Supporting my theory within the text, I found several activities generally reserved for boys, such as a chart that list what is essential to “every girl’s toolbox” (71), and an entire page dedicated to “how to change a tire” (244). With a little more analysis, another excerpt I thought was relevant to this topic was also from the Keywords for Children’s Literature essay “Tomboy,” that stated, “child-rearing manuals asserted that girls who were raised as tomboys ‘would surely develop the resourcefulness, self-confidence and most importantly, the constitutional vibrancy required for motherhood’”(221). Therefore, maybe the entire scheme behind introducing tomboyish activities to “daring girls” through The Daring Book for Girls was to prepare them to become better mothers and wives nonetheless. On the contrary, the book did include some activities more typical of girls, such as how to make daisy chains or how to decorate paper dolls, but those didn’t exactly stand out as overwhelmingly “daring” to me.

Daring Book for Girls_3                     Daring Book for Girls_4

Regardless of all of this analysis, I truly did enjoy the reminiscing through The Daring Book for Girls, and reflecting on my childhood years as I turned the pages. I do not think the author’s intention was necessarily to truly challenge the ideals of girlhood, but rather to simply suggest what a girl may do on a rainy day, or when she was in need of a new game. Since I’ve gotten this book, The Double Daring Book for Girls has been released and they have continued to print and expand their collection. Check out their collection and website here

2 thoughts on ““Daring” Girlhood”

  1. I think you brought up some very interesting points in this post. I too noticed many of the gendered books at the Historical Society, and one in particular stood out to me. This book, Don’ts For Girls, was interesting to me because on every single page there was one thing that girls specifically should not do. It wasn’t humorous or playful but really kind of harsh. I think it is really cool to compare this book to a somewhat similar modern, gendered book. I like how this captivates the way that gender roles have changed and have become more fluid, but some of the same expectations for girls and boys still remain.

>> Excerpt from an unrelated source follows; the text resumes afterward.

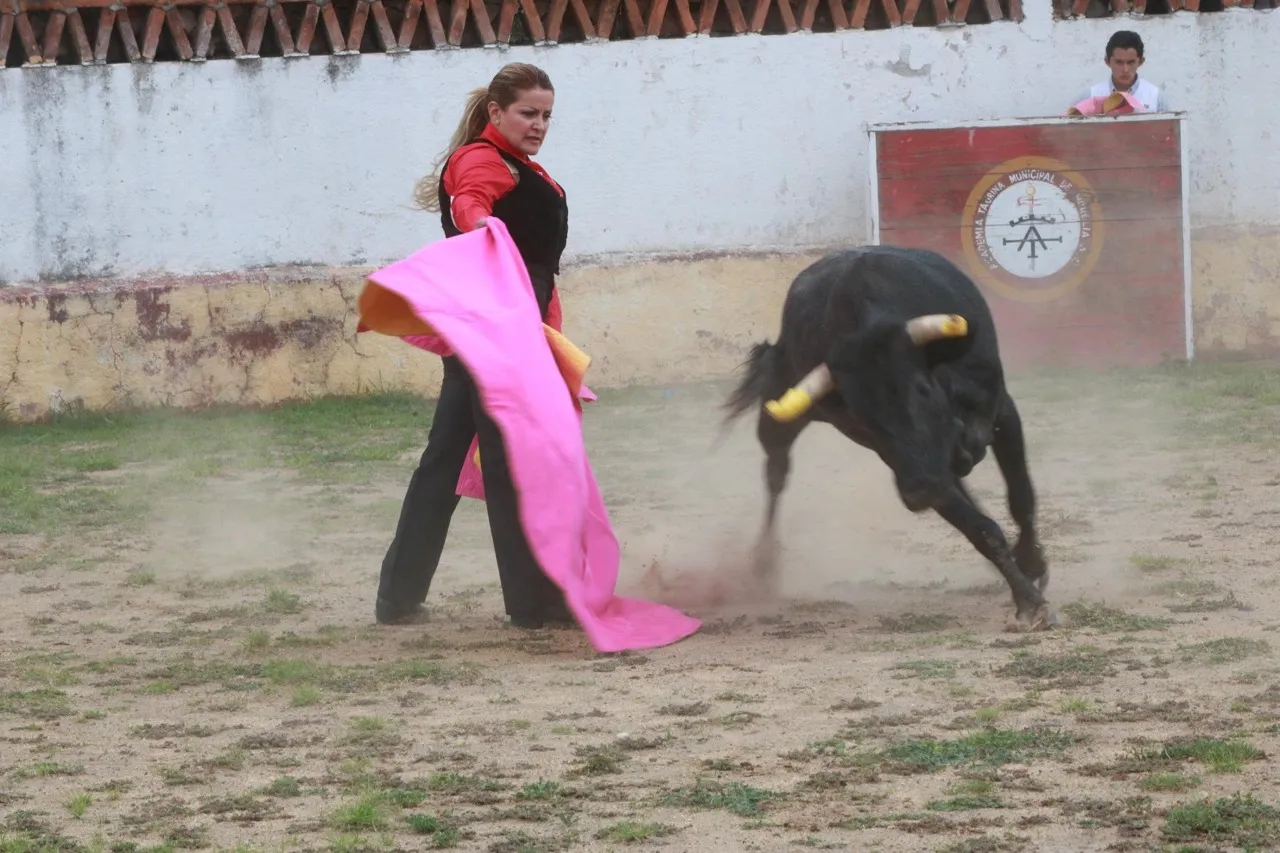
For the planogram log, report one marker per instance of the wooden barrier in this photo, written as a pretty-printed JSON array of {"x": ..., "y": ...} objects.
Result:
[{"x": 1074, "y": 228}]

  2. That’s such a relevant book to our topics in class. I think it’s sort of telling that a book has to teach girls how to change a tire and is titled ‘daring’ while a similar book for boys would be unnecessary perhaps. There is an expectation that knowledge of things like using tools and changing tires is passed down the generations of males in a way that is typically not passed down to females. It’s interesting also to think about why there aren’t really as many ‘manuals’ for behavior for children anymore. Although your book is a kind of exception, for the most part, I don’t believe parents really buy their daughters books titled ‘Don’ts for girls’. Does this reflect a societal change of rigid gender roles for girls or is there simply different ways that adults go about teaching a ‘code’ of behavior to girls and boys?